L'humiliation turque

Il n'y a pas à l'affirmer ou à le nier : le génocide arménien fut une réalité. Une loi française le reconnaissait dès 2001. Il faudra bien que les Turcs acceptent ce fait historique d'il y a bientôt cent ans.

Mais quelle mouches ont piqué Nicolas Sarkozy et ses affidés, à vouloir "en rajouter une couche" ?

La manœuvre politicienne est grosse de risques dont nous n'allons pas tarder à constater les effets désastreux, ce qu'Alain Juppé (1) a bien compris (celui-là s'ouvre-t-il une porte au cas où... Sarkozy, sûr de sa défaite, renoncerait, in extremis à être candidat...?).

Manœuvre électorale ? La communauté française arménienne compte quelques centaines de milliers d'électeurs. La seule réponse des "opposants" socialistes (2), du moins la plupart d'entre eux, aura, du reste, été de... voter ce texte supplémentaire qui assortit de prison le négationnisme des génocides dont celui des Arméniens.




Manœuvre "européenne" ? Stigmatiser la Turquie afin de la faire passer pour un État génocidaire n'ayant pas sa place dans l'Union européenne conforterait l'opposition définitive de Nicolas Sarkozy à cet élargissement européen à un partenaire "islamiste" !

Manœuvre historiciste et déterministe enfin ? On pourrait donc prolonger, hors de leur contexte, des événements épouvantables dont un peuple s'est montré coupable sous l'influence de ses dirigeants et de leur idéologie raciste ! À cette aune que dire, aujourd'hui, au peuple allemand qui compte encore des négationnistes des crimes nazis en son sein, et qui n'a pas totalement éradiqué toutes les causes de cette monstruosité des années 1930 et 1940, au sein de familles allemandes humiliées, blessées par ce passé qui ne passe pas ?

Car voici lâché le mot qui fâche et qui révolte : humiliation. Nous avons humilié les Turcs.

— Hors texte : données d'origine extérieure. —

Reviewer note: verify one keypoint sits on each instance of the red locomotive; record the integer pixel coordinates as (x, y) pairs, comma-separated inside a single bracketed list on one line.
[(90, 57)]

Au lieu de les aider dans leur tâche historique d'acceptation de la réalité, nous les renvoyons à la culpabilité de leurs ancêtres, et cela à la face du monde entier ! Les efforts pédagogiques faits par les Turcs qui veulent faire admettre qu'il y eut bien crime d'État, en 1915, sont anéantis par cette gifle assénée au visage d'une population aujourd'hui solidaire des Syriens, et fière de son rôle modérateur au milieu d'États où l'Islam est violent.

Nous avons poussé les dirigeants turcs à riposter de façon immodérée (les crimes de guerre de la France en Algérie ne constituent pas stricto sensu un "génocide"). Par contre, vont ressortir des condamnations auxquelles la France pourra moins facilement échapper : qu'il s'agisse de son rôle dans la période coloniale, ou de sa complicité dans des horreurs telles que celles qui se sont produites au Rwanda (pour le coup un véritable génocide !).



Nous n'empêcherons pas la Turquie d'entrer un jour dans une Europe repensée où les Allemands d'origine turque, nombreux, sont des acteurs économiques et politiques influents.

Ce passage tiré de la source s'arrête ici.